Finalmente admito que essa minha linha está meio entediante. Estou pensando em incluir hoje, o dia em que me dei conta do quão inconsciente estou de como me tornei aquilo que sou. Esqueci muita coisa pelo caminho e isso pode ser bom por um lado, mas me faz sentir um tanto despida de história por outro. Não satisfeita, continuei a minha incansável busca por qualquer fragmento, qualquer detalhe e percebi que muitas das coisas que ainda trago comigo não são positivas. São inseguranças, frustrações e mágoas. Queria saber por que uma mínima parte de tudo que é bom permanece e por que a bagagem ruim insiste em não ficar pelo caminho.
Eu penso muito sobre infância por causa do meu filho. Sempre que eu o observo e quando eu estou brincando com ele, desenhando, etc, eu fico absorvendo o momento pra nunca esquecer dele pequeno, de mim sentado no chão todo sujo, correndo com o carrinho ligado por barbante... eu tive uma infância muito rica e cada dia que passa eu percebo que só não perdi aquela essência porque ela sempre esteve aqui comigo e meu filho me ajudou a acessar toda essa memória, essa linha da vida toda se colou.
Tem coisas que eu confio mais no meu irmão gêmeo para lembrar porque, se por um lado eu lembro de X, ele lembra de X, Y, Z, cada detalhe que você ficaria chocada. Mas o Breno, desde pequeno, gosta de fazer exercícios de memória então é natural pra ele lembrar-se de tudo. É o jogo da linha da vida.
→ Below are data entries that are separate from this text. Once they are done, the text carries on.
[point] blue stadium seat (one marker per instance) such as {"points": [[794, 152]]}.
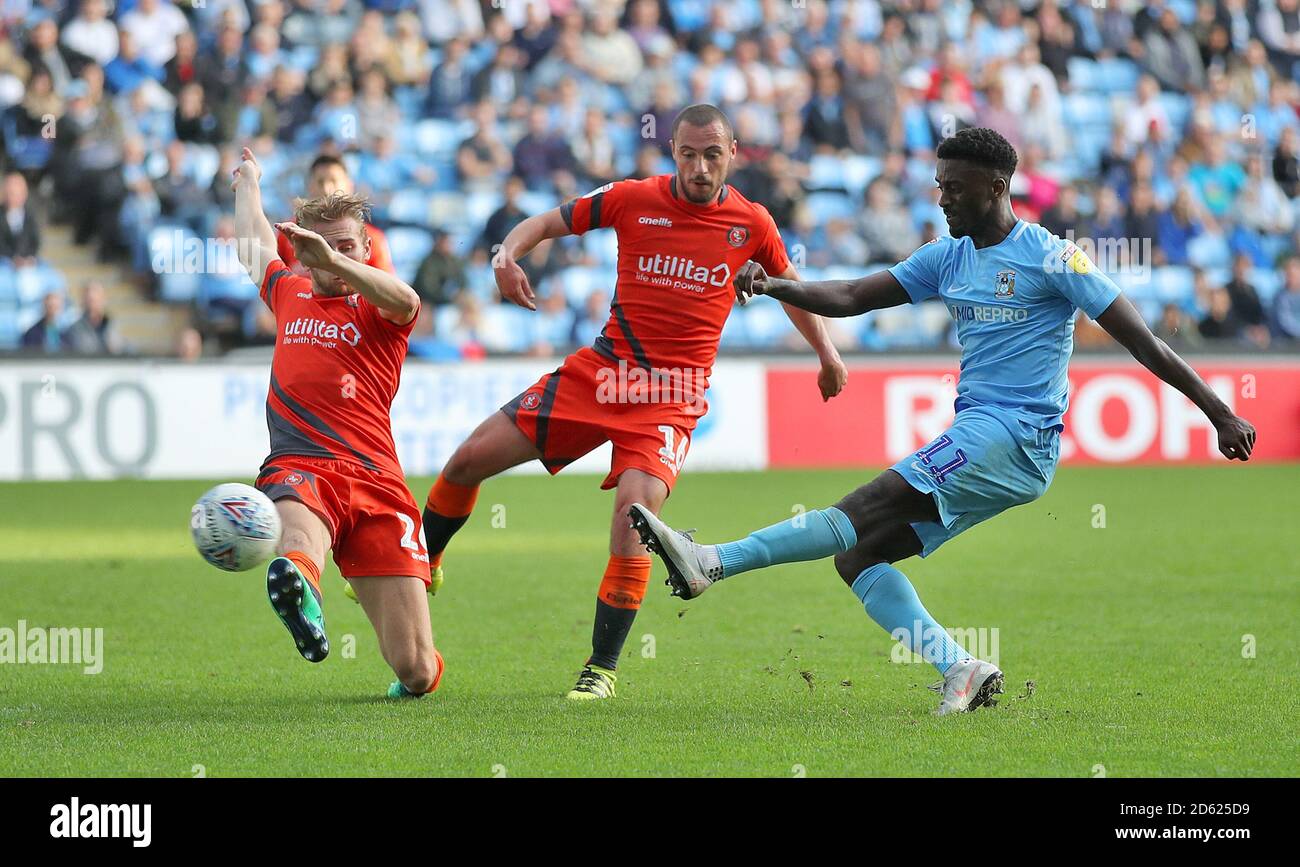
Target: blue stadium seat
{"points": [[1173, 284], [9, 333], [831, 206], [1117, 76], [438, 138], [1083, 74], [1209, 251], [735, 333], [1266, 282], [408, 247], [410, 206], [1087, 109], [766, 323]]}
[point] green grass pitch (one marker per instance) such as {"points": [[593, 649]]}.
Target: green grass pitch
{"points": [[1161, 644]]}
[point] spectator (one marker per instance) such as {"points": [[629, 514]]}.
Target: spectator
{"points": [[44, 55], [194, 122], [482, 157], [91, 34], [189, 345], [506, 217], [1246, 302], [885, 225], [1220, 323], [1171, 55], [20, 233], [94, 332], [1177, 328], [441, 274], [46, 334], [154, 26], [450, 83], [1286, 165], [541, 152], [1286, 303], [129, 69]]}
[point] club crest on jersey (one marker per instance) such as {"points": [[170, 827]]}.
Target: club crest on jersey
{"points": [[1004, 285]]}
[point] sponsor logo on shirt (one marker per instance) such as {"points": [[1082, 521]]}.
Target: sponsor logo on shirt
{"points": [[1004, 285], [681, 273], [987, 313], [317, 332]]}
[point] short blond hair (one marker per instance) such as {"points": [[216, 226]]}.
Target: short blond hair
{"points": [[337, 206]]}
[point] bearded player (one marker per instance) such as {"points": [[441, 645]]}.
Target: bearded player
{"points": [[333, 472], [681, 239], [1014, 289]]}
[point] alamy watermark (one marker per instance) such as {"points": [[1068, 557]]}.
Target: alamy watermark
{"points": [[53, 646]]}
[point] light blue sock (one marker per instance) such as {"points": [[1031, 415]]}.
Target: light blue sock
{"points": [[810, 536], [889, 598]]}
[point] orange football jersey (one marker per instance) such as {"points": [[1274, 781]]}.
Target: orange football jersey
{"points": [[333, 376], [676, 265]]}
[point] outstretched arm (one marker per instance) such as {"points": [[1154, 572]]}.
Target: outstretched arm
{"points": [[833, 375], [1123, 323], [827, 298], [511, 278], [394, 299], [255, 239]]}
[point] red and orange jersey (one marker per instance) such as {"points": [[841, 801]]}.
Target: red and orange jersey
{"points": [[333, 376], [676, 265], [380, 255]]}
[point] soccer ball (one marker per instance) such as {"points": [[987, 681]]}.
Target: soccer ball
{"points": [[234, 527]]}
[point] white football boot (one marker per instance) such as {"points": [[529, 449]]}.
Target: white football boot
{"points": [[692, 568], [969, 684]]}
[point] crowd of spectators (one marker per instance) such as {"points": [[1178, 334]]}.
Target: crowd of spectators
{"points": [[1165, 133]]}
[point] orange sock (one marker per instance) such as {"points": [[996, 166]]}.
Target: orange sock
{"points": [[616, 605], [307, 567], [450, 506], [624, 582]]}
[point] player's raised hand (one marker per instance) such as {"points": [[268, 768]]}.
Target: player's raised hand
{"points": [[248, 169], [1236, 438], [831, 378], [308, 247], [511, 280], [750, 280]]}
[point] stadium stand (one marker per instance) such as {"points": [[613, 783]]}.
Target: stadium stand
{"points": [[124, 120]]}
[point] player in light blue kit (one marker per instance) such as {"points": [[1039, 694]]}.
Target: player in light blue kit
{"points": [[1013, 289]]}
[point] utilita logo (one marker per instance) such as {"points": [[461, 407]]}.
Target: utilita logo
{"points": [[320, 333], [675, 271]]}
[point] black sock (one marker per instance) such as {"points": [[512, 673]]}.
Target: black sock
{"points": [[438, 530], [609, 633]]}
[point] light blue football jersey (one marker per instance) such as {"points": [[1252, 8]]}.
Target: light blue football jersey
{"points": [[1014, 304]]}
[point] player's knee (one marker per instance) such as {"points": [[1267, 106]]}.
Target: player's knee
{"points": [[852, 563], [463, 465]]}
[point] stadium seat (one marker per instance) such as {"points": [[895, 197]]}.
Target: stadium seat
{"points": [[766, 324], [9, 333], [1173, 284], [408, 247], [1117, 76], [1209, 251], [1083, 74], [831, 206], [1087, 109], [410, 207]]}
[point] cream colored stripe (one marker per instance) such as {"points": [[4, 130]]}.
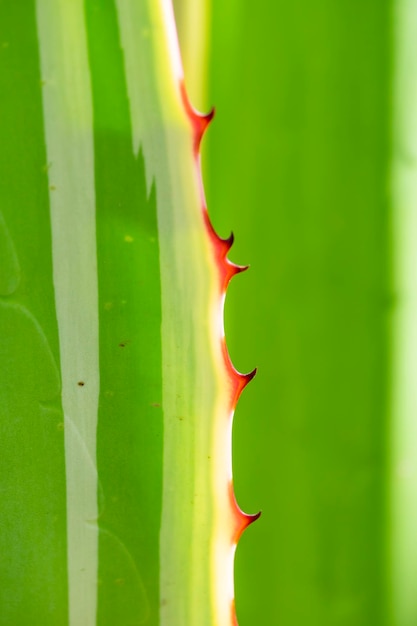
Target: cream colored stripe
{"points": [[192, 364], [404, 410], [67, 106]]}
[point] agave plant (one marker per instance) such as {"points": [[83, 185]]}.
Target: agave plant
{"points": [[320, 98], [117, 391]]}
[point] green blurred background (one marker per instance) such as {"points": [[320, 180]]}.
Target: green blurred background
{"points": [[297, 164]]}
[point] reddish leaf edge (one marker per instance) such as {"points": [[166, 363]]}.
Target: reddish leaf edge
{"points": [[227, 270]]}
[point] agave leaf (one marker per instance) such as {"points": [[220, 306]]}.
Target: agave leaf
{"points": [[309, 85], [117, 392]]}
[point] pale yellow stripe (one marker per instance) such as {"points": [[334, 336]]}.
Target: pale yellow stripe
{"points": [[196, 558], [403, 539], [67, 107]]}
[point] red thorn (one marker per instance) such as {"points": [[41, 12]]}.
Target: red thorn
{"points": [[199, 120], [230, 240], [241, 381]]}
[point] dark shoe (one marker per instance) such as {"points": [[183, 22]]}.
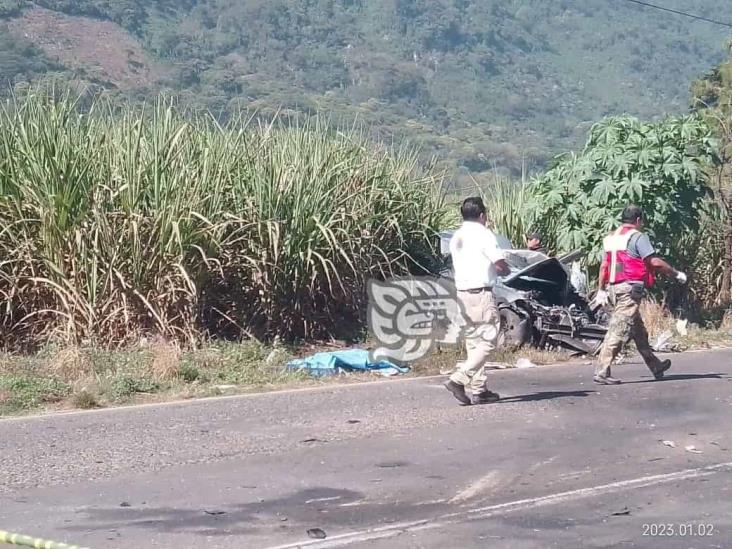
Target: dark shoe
{"points": [[489, 397], [606, 380], [458, 391], [665, 365]]}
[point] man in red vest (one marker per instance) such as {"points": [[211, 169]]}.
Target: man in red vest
{"points": [[628, 269]]}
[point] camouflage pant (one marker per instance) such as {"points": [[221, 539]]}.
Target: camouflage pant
{"points": [[626, 323]]}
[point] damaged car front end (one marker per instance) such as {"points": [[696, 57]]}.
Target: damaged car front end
{"points": [[543, 301]]}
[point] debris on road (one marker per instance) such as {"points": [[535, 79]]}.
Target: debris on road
{"points": [[339, 362], [681, 327], [665, 344], [317, 533], [524, 363]]}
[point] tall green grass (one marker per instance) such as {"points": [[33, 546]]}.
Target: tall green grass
{"points": [[115, 225], [509, 206]]}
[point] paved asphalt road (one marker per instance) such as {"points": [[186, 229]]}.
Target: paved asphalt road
{"points": [[560, 462]]}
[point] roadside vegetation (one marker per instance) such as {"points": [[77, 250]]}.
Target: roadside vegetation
{"points": [[153, 253]]}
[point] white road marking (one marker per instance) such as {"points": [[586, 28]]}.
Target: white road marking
{"points": [[392, 530], [334, 498], [320, 388]]}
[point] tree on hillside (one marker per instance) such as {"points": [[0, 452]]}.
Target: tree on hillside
{"points": [[661, 167], [712, 98]]}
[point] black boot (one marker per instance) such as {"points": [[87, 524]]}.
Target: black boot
{"points": [[458, 391], [487, 397]]}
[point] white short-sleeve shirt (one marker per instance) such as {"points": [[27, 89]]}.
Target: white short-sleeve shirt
{"points": [[474, 251]]}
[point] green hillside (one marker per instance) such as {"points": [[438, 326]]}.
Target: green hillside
{"points": [[481, 83]]}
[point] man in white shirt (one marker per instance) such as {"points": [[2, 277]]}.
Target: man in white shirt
{"points": [[477, 261]]}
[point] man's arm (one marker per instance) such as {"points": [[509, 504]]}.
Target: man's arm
{"points": [[655, 263], [502, 267], [604, 276]]}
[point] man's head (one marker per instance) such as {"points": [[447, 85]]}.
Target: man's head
{"points": [[633, 215], [473, 209], [533, 241]]}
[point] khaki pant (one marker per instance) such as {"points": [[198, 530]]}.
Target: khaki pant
{"points": [[484, 324], [626, 323]]}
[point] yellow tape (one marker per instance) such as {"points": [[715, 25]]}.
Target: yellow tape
{"points": [[36, 543]]}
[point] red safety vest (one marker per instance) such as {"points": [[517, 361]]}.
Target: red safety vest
{"points": [[619, 265]]}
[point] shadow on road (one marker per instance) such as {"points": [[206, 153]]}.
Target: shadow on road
{"points": [[546, 395], [319, 507], [679, 377]]}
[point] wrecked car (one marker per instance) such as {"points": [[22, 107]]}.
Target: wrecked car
{"points": [[543, 301]]}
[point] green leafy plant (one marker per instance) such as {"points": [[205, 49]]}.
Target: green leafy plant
{"points": [[659, 166]]}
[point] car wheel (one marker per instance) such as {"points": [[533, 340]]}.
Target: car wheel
{"points": [[515, 328]]}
Mas a verdade é que fomos puxados por um sistema onde temos que crescer e desenvolver o mais prontamente possível para o mundo do mercado de trabalho e isso nos inibe pra caralho, nos tira todo o suco porque nos esprememos entre ser ou pretender ser e, na real, o lance é viver. Minha mãe e meu pai sempre valorizaram coisas que são muito cafonas hoje em dia, mas que são valores muito fortes em mim e um deles é cuidar da imaginação da criança, assim como eles povoaram minha vida de vinis, livros, pinturas, materiais de pintura e desenho, fizemos muitas viagens, andamos de barco, cavalgamos, jogamos tênis, tudo eles incluíam a mim e meus irmãos para aprender; e é isso que eu faço com o Ravi.
Dá uma sacudida aí na sua cabeça que uma hora deve explodir sua vida como um filme na sua cabeça; tenha coragem, deve ser um filme lindo com muito mais positividade do que você imagina.